Leonard Howell, Ph.D.
Leonard Howell, Ph.D., studied experimental psychology, biochemistry, and physiology at the Georgia Institute of Technology. Following postdoctoral training in psychobiology at Harvard Medical School, he accepted a faculty position at Emory University where he spent his entire professional career and is currently Professor Emeritus. His research program at Emory for over 30 years focused on the neuropharmacology of abused stimulants and included basic neurobiological studies of drug mechanism as well as medications development. Having served on numerous CPDD committees, Dr. Howell currently is Past-President, a member of the Executive Committee and the Board of Directors and a Fellow of the College.
Joseph Cochin Young Investigator Award
Kelly Dunn, Ph.D.
Kelly Dunn, Ph.D., trained at the University of Vermont, and then joined the Behavioral Pharmacology Research Unit (BPRU) in the Johns Hopkins School of Medicine as a postdoctoral fellow. She became an Instructor at BPRU in 2011, then Assistant (2012) and Associate (2016) Professor. She has been an Executive Committee member for the Psychopharmacology and Substance Use Division of APA since 2009, has continuously served on CPDD committees for the past 10 years, and is the incoming Chair of the CPDD Program Committee. Dr. Dunn has been the PI of 5 NIDA-funded grants, all of which focus on opioid use disorder. She is currently completing her MBA.

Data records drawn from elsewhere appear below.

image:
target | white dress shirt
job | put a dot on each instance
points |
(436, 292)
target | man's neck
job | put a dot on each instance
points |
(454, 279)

Martin & Toby Adler Distinguished Service Award
Bertha Madras, Ph.D.
Bertha Madras, Ph.D., is Professor of Psychobiology, Harvard Medical School (HMS, 32 years), and directs the Lab of Addiction Neurobiology at McLean Hospital. With collaborators, she received 19 U.S. and 27 international patents. As Deputy Director for Demand Reduction in the White House Office of National Drug Control Policy, Executive Office of President, she catalyzed Screening, Brief Intervention, Referral to Treatment (SBIRT) services nationally. She received an NIH MERIT award, NIDA Public Service Award, and the American Academy of Addiction Psychiatry Founders’ Award. The Better World Report (2006) cited her brain imaging invention as “one of 25 technology transfer (university to industry) innovations that changed the world”. In 2017, she served on President Trump’s 6-member Commission on Combating Drug Addiction and the Opioid Crisis, and marshalled the final Commission report.
J. Michael Morrison Award
Ivan D. Montoya, M.D. M.P.H.
Ivan D. Montoya, M.D., M.P.H. is the Acting Director of the Division of Therapeutics and Medical Consequences (DTMC) of the National Institute on Drug Abuse (NIDA). He leads a large program of research at NIDA that supports the development of psychosocial and pharma-cological treatments for Substance Use and Addiction Disorders. He has published extensively in the areas of etiology, prevention, treatment (pharmacological and non-pharmaco-logical), and medical consequences of drug abuse.
CPDD / NIDA Media Award
Maia Szalavitz is the author of the New York Times bestseller, Unbroken Brain: A Revolutionary New Way of Understanding Addiction. She has written about addiction for three decades for major publications including the New York Times, TIME, the Washington Post, Scientific American, the Atlantic and many others. She is author or co-author of six other books and writes a twice-monthly column for VICE on drugs and a regular column for The Guardian on inequality.